Many were surprised that Auburn showed signs of vulnerability this year, but the Rockets were replacing 10 starters on each side of the ball, and playing underclassmen across the board. With a ton of talent in the pipeline, don't be surprised if Wright and Auburn are playing at Gillette next season.

"Show Time" Award: Isaac Yiadom, Sr. WR/S/KR, Doherty

This is an award I'm making up in honor of the first guy to win it. Isaac Yiadom, a Boston College commit who will enroll early to get a jump on things in Chestnut Hill, was easily the most electrifying player in Central Mass. Every time he touched the ball this year, whether on a run, a catch, a kickoff, or an interception, you took a breath in and said to yourself, "here we go."

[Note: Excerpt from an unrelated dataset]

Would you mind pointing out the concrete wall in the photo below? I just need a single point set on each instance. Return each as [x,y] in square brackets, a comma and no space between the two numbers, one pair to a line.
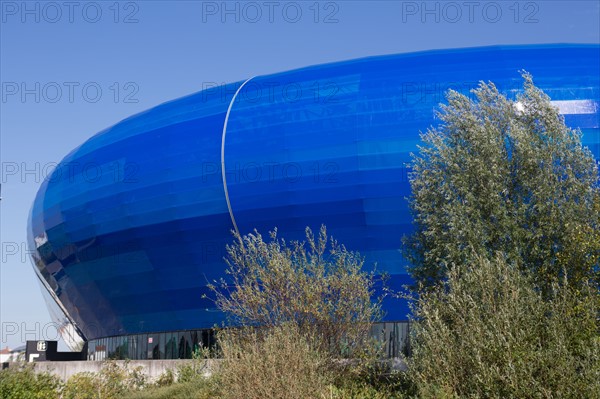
[152,368]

There's not much else to say about the kid who calls himself "Show Time," except that he was a joy to watch, and whoever wins this award from here on out will be the most entertaining football player in Central Mass. That's something Yiadom certainly was this year, and he made Doherty's game a must-see every week.

CMass Player of the Year: Neil O'Connor, Sr. QB/S, Leominster

At the end of the day, one loss doesn't diminish an excellent season. Neil O'Connor was rightfully named Massachusetts' Gatorade Player of the Year, and I would argue that no single player in the state did more for his team than this kid.

Not only was O'Connor one of the best quarterbacks in the state, he was also a game changer at free safety, and coach Dave Palazzi even lined O'Connor up at linebacker and, occasionally, stand up defensive end. He was a model of efficiency under center, and in the three times I saw Leominster this year, I don't think I saw him miss an open field tackle on defense.

He was the one player in the region that always seemed to be in total control, and even in defeat made an impact. Rodrick was more physically imposing, Kierman put up bigger numbers, Smiley finished stronger and Yiadom was more explosive, but nobody had a better total season than Neil O'Connor.